Biochemical engineering major Kristin Shimabukuro is in her final semester at City College with plans to transfer to UC Davis this fall. While there, Shimabukuro will be continuing the next phase of the peptide research she’s been conducting under Dao, searching for new ways to make kidney transplants more viable.

Shimabukuro said the program has helped her understand what fields of science she’s interested in, particularly biology and chemistry, and has afforded her research and lab experience.

“It’s good to get started as soon as you can,” Shimabukuro said. “This is something I wouldn’t have been able to do until graduate school.”

The program officially began about 3 years ago to aid students in transitioning to university courses. Prior to its inception, unofficial research was happening with students and professors in a one-on-one setting.

Miller and Dao agree that the program is imperative to a smooth transition for students, adding that the experience is a great resume builder.

“They want our students, too,” Miller said.

“We have great students and provide a great education here but we can’t provide them a world-class UC experience because the research is lacking,” said Dao. “It’s a big piece that’s missing from a college experience. If we can fill in that gap, then we can really bring up the value of a community college education.”

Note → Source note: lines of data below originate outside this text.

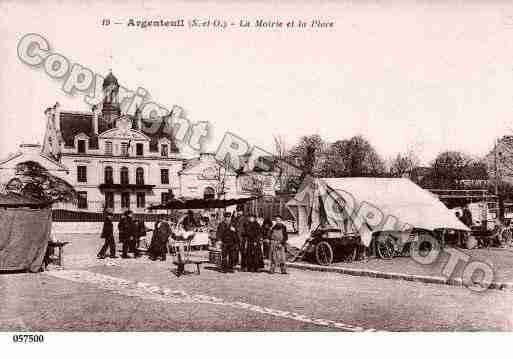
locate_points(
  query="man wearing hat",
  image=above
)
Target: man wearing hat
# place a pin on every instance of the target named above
(125, 228)
(239, 224)
(228, 237)
(108, 235)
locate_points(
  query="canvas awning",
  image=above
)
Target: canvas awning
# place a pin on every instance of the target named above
(370, 205)
(13, 200)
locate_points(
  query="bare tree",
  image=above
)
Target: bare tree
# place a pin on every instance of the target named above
(404, 164)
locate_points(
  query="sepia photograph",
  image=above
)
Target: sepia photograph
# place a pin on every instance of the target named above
(261, 166)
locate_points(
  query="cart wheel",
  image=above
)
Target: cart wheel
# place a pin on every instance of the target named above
(324, 253)
(349, 253)
(385, 248)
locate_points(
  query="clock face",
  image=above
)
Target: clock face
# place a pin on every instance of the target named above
(123, 123)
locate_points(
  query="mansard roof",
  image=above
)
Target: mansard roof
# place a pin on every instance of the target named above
(72, 123)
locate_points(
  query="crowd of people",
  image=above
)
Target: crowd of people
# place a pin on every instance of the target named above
(243, 240)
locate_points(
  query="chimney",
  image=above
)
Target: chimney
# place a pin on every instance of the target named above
(138, 118)
(95, 119)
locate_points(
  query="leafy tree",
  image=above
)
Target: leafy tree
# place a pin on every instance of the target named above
(33, 180)
(307, 154)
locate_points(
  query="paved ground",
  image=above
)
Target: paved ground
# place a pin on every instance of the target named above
(138, 294)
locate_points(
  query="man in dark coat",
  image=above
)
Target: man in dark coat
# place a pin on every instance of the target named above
(163, 233)
(125, 229)
(227, 235)
(189, 222)
(266, 226)
(278, 241)
(108, 236)
(139, 231)
(253, 236)
(466, 217)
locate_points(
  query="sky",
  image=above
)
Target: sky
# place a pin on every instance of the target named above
(421, 76)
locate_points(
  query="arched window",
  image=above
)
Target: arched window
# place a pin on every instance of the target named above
(139, 175)
(209, 193)
(109, 177)
(124, 175)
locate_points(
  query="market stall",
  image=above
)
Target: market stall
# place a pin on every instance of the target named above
(203, 234)
(26, 225)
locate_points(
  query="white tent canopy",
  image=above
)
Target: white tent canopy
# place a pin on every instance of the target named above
(369, 205)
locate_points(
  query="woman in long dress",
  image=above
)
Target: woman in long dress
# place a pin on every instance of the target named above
(253, 233)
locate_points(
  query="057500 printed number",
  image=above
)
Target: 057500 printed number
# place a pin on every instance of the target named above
(28, 338)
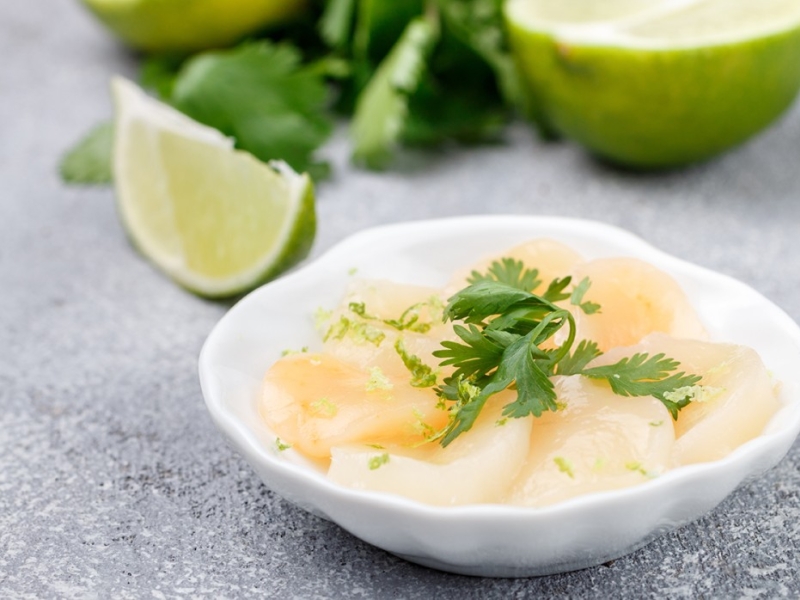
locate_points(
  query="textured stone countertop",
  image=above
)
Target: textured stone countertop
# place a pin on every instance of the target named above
(113, 481)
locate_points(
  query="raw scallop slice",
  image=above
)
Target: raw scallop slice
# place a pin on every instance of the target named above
(635, 299)
(372, 342)
(478, 467)
(736, 399)
(315, 401)
(552, 259)
(598, 441)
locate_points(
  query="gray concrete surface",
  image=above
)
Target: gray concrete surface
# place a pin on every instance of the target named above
(113, 481)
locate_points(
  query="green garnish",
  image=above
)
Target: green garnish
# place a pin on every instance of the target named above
(378, 380)
(502, 339)
(358, 331)
(408, 321)
(376, 462)
(565, 466)
(421, 374)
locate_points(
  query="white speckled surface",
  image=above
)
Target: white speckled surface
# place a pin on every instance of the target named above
(114, 482)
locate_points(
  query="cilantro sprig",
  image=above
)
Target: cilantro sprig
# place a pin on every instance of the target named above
(407, 72)
(503, 346)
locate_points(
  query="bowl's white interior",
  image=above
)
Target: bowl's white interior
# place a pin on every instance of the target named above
(279, 316)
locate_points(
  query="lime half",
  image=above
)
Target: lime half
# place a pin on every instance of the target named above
(657, 83)
(176, 25)
(215, 219)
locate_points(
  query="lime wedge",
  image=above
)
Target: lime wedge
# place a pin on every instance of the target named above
(215, 219)
(657, 83)
(179, 25)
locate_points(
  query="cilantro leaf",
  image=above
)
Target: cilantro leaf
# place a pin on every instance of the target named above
(89, 161)
(336, 22)
(479, 25)
(503, 348)
(575, 362)
(535, 391)
(260, 95)
(477, 302)
(382, 107)
(644, 375)
(475, 358)
(379, 25)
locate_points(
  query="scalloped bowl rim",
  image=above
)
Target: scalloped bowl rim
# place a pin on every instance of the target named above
(312, 490)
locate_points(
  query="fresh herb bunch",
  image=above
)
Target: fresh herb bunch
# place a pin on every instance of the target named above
(504, 345)
(406, 71)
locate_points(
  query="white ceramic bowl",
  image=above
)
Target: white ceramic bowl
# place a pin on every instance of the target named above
(488, 540)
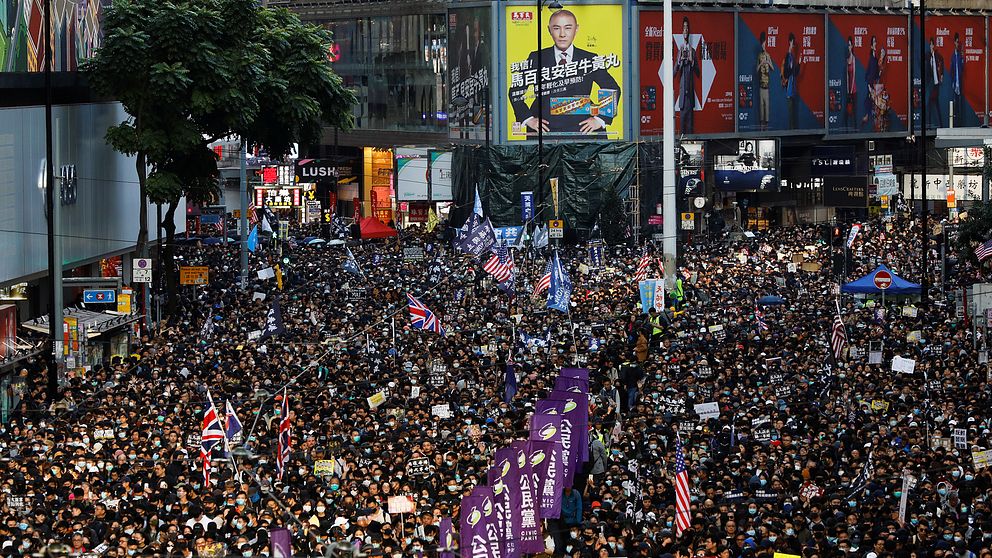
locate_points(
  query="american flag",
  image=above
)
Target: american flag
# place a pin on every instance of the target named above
(421, 317)
(860, 482)
(759, 319)
(500, 264)
(839, 338)
(984, 251)
(285, 435)
(682, 519)
(545, 281)
(212, 434)
(642, 268)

Students who participate in the program will apply for the specific study they wish to participate in. Although the entry requirements vary, Chemistry 400 is recommended as a prerequisite, as well as interest in a career in science.

According to Dao, there are two application windows. The first takes place at the beginning of each semester after a presentation seminar by students from the previous semester. Those who are interested will have about three to five days to submit an application. By the second Friday of the new semester, selections will have been made by respective faculty and the students must participate in a safety training. Dao said that the students will begin their research by the third week of the semester.

At the end of each semester, students who participated in the research program will present their findings. Students who wish  to participate in the program for the following semester can also apply at this time, said Dao.

Dao said all are welcome to the end-of-semester research seminar. It will take place Friday, May 4, from 1:30 to 3:30 p.m. in Lillard Hall Room 203. Pizza will be provided.